J. Carson Meredith, an assistant professor of chemical and biomolecular engineering at Georgia Tech, has pioneered combinatorial synthesis and high-throughput screening in polymer science – techniques that allow researchers to create and evaluate thousands of polymeric materials in a single experiment. Meredith presented recent advances in biomedical and electronic polymers at the American Chemical Society’s 227th national meeting in April 2004.

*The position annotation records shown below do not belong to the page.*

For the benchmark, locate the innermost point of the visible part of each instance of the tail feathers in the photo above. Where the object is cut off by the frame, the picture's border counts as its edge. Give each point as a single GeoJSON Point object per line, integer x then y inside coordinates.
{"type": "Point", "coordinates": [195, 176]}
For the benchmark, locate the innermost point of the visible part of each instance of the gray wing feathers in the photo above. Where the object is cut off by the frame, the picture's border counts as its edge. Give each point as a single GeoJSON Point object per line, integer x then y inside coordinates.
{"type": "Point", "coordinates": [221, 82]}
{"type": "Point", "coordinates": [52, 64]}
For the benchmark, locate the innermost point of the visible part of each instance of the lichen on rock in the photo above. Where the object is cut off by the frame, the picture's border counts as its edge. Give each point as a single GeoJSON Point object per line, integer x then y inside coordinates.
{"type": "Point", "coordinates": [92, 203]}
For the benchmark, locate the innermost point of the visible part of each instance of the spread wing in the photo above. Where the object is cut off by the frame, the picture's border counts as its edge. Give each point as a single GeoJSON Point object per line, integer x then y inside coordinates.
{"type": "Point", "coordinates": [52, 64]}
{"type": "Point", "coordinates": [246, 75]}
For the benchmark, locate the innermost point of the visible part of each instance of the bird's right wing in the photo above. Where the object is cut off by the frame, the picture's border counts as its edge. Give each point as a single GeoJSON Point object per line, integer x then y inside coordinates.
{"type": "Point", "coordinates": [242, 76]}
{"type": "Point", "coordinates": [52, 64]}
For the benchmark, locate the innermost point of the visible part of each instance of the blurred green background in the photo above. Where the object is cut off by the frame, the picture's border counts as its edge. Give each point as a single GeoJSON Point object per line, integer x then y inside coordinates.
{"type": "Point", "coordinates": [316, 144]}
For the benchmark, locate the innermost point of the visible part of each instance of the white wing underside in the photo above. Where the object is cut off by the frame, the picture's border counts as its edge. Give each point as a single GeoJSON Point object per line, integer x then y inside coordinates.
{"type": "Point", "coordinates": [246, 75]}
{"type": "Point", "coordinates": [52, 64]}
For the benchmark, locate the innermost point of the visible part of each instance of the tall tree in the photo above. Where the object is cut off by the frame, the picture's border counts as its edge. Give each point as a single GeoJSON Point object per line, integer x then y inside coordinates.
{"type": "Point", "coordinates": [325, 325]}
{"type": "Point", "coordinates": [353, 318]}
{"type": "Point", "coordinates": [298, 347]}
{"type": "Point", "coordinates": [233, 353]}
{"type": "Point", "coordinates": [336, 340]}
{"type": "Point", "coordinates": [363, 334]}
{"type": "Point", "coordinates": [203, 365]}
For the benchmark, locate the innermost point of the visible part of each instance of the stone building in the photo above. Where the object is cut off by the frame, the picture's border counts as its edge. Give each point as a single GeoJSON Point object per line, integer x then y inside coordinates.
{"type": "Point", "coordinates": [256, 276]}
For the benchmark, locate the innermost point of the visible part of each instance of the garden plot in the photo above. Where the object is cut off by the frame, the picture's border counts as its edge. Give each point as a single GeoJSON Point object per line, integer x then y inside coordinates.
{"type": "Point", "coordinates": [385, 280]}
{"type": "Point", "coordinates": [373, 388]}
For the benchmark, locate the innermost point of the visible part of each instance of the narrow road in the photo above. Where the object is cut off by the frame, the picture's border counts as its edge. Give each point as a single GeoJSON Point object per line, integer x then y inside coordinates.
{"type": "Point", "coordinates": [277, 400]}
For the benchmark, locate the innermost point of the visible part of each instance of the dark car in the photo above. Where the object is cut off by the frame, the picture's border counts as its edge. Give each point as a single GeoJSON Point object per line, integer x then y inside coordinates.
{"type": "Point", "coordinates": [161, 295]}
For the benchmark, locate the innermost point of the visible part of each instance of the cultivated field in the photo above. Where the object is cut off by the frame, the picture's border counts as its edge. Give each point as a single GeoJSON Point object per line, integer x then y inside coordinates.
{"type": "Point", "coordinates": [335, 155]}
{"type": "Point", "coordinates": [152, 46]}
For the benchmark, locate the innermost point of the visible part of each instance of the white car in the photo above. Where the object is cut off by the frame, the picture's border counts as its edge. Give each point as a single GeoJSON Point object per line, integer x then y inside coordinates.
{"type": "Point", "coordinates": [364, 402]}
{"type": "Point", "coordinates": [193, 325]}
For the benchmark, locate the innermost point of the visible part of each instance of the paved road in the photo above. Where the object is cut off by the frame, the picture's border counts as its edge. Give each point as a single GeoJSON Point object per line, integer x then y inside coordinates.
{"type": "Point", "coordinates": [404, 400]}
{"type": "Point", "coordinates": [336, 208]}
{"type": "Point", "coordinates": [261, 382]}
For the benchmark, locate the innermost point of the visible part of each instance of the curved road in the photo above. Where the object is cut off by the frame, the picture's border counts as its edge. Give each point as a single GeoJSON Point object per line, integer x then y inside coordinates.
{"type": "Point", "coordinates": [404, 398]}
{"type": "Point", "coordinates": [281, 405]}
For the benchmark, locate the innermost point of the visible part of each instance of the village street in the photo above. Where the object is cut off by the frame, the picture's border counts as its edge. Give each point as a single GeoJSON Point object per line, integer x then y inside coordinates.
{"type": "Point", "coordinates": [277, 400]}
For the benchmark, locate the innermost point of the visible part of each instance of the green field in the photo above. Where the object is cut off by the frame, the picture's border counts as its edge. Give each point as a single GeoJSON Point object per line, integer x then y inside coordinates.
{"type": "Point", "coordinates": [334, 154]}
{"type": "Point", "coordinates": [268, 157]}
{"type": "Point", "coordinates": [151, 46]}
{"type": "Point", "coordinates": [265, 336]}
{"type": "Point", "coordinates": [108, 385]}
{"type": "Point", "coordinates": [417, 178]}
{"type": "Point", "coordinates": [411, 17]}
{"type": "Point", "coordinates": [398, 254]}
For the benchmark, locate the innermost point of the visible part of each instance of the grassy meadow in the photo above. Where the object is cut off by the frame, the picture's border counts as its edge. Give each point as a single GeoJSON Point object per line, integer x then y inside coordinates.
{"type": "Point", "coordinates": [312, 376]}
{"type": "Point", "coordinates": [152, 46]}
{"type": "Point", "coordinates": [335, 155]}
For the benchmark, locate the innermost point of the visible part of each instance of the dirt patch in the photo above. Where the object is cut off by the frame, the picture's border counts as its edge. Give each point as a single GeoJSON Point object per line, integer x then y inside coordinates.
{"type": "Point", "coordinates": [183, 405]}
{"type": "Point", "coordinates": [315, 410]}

In the late 1990s, Meredith developed a technology for depositing large collections of polymers on a single microscope slide, using property gradients to create thousands of variations in composition, temperature and thickness. These polymer libraries dramatically reduce the time and effort required to develop new materials, he notes. What’s more, statistical reliability is increased when taking measurements under the same environment.
Since 2000, Meredith has been applying his technologies to develop new materials in the biomedical and electronic arenas.
“Biomedical materials are especially challenging to design because they must be compatible with the human body,” Meredith explains. “Yet the physical surface of polymers can affect the attachment and function of biological cells.”
Achieving control over cellular interaction with synthetic surfaces will open new doors in biomaterials, such as engineering artificial tissues that are alternatives to organ transplants or deliver drugs only to diseased cells.
Collaborating with Andrés García in the Georgia Tech School of Mechanical Engineering, Meredith has already developed a technique for growing bone cells on polymer libraries and discovered a unique polymer formulation that causes optimal function.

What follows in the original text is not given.